A: CMS doesn't offer much guidance besides requiring documentation of the patient's SDOH needs.8 Include an ICD-10 Z-code (Z55-Z65)9 if an applicable one is available. There is a time element (5–15 minutes) in the code description, so you should document the amount of time you personally spent on the SDOH assessment. If you bill G0136 in conjunction with an AWV or E/M visit over multiple days as outlined above, CMS also instructs that your documentation reflect that you began the service one day and completed it on another.7
Though CMS does not explicitly require it, you may also want to document that the patient had an SDOH assessment due to known or suspected SDOH needs that might interfere with the treatment plan. CMS encourages documentation of the assessment. It's a good idea to note that you used a validated tool. Putting a copy of the completed assessment in the chart is even better. Finally, you should include some documentation of how the assessment informed the treatment plan you developed.
Q: Are all insurance companies paying for G0136?
A: No. The code is new, the implementation is new, and the coverage is spotty. You should work directly with your private payers and your Medicare administrative contractor to see exactly what their coverage is. They will also have more guidance on documentation requirements.
BOTTOM LINE: IS THIS WORTH IT?
Identifying and addressing our patients' social needs as best we can is worthwhile, whether or not we're billing for G0136. Data show how our patients' health outcomes are a function of not only the care we deliver but also “underlying genetics, health behaviors, social and environmental factors.”10 Therefore, helping our patients with these factors when and where we can is important.

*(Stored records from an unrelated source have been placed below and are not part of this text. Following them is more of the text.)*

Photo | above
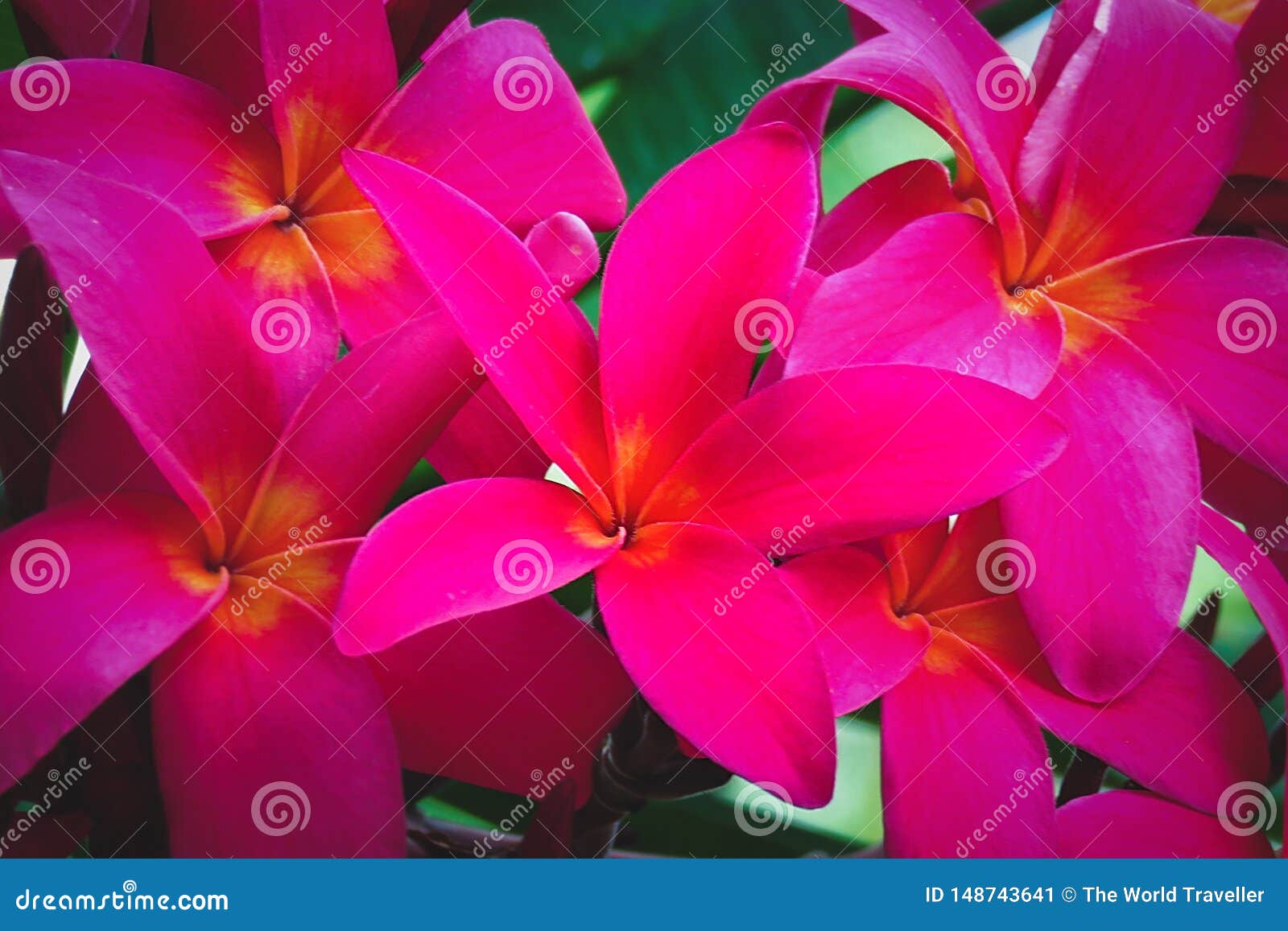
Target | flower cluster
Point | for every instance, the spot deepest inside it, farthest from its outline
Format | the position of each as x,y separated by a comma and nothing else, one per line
948,450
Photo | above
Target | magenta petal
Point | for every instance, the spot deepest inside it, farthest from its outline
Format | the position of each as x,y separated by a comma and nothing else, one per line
669,369
98,455
486,439
1249,566
270,744
1139,824
1109,528
956,723
495,116
208,398
1204,311
939,64
89,598
1109,100
155,130
724,652
931,296
489,544
217,42
543,690
1184,727
345,64
877,209
854,454
396,393
1265,150
31,393
532,344
566,250
866,648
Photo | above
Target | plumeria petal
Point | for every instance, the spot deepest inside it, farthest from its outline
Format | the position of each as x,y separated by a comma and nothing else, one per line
866,647
493,542
532,344
206,398
721,649
1249,566
939,64
1204,309
877,209
486,439
270,744
1092,201
347,68
89,598
1109,528
544,689
955,721
156,130
1184,727
856,454
566,250
397,393
493,116
931,295
669,371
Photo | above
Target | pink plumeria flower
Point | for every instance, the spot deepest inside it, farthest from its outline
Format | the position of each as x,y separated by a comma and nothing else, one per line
1066,270
253,163
935,628
683,486
209,491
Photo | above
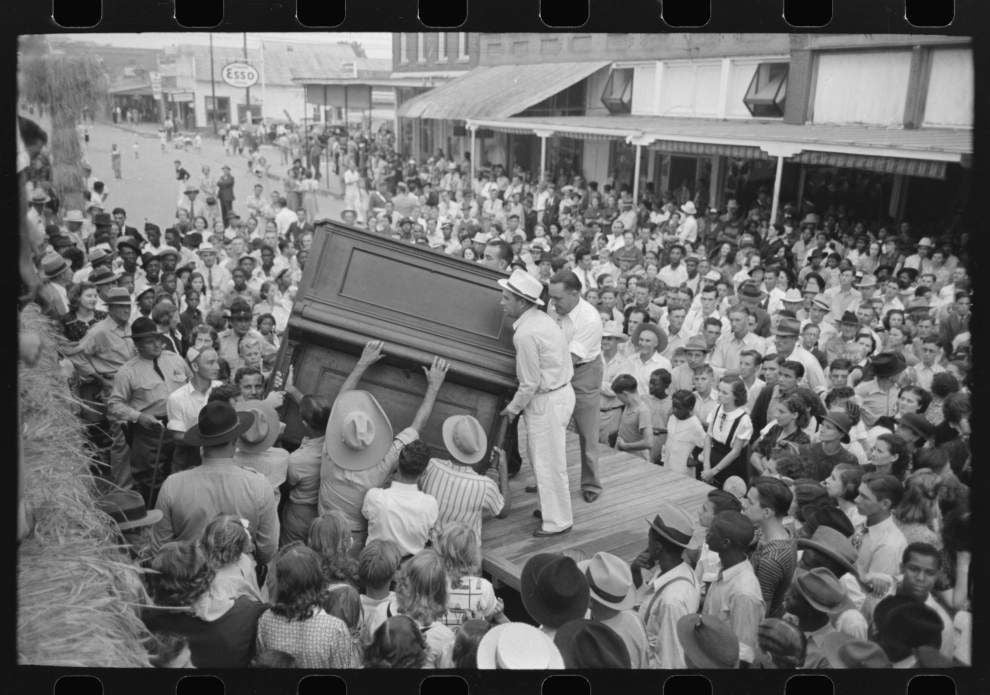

Sometimes we can offer a lot of help. Other times our assistance is limited to empathy, but that still builds the sort of doctor-patient relationship that leads to better health outcomes.
This particular code, G0136, may have somewhat limited application right now. It's a good tool when you can use it, but even when you can't, don't lose sight of the big picture: Addressing SDOH needs will improve the health of your patients.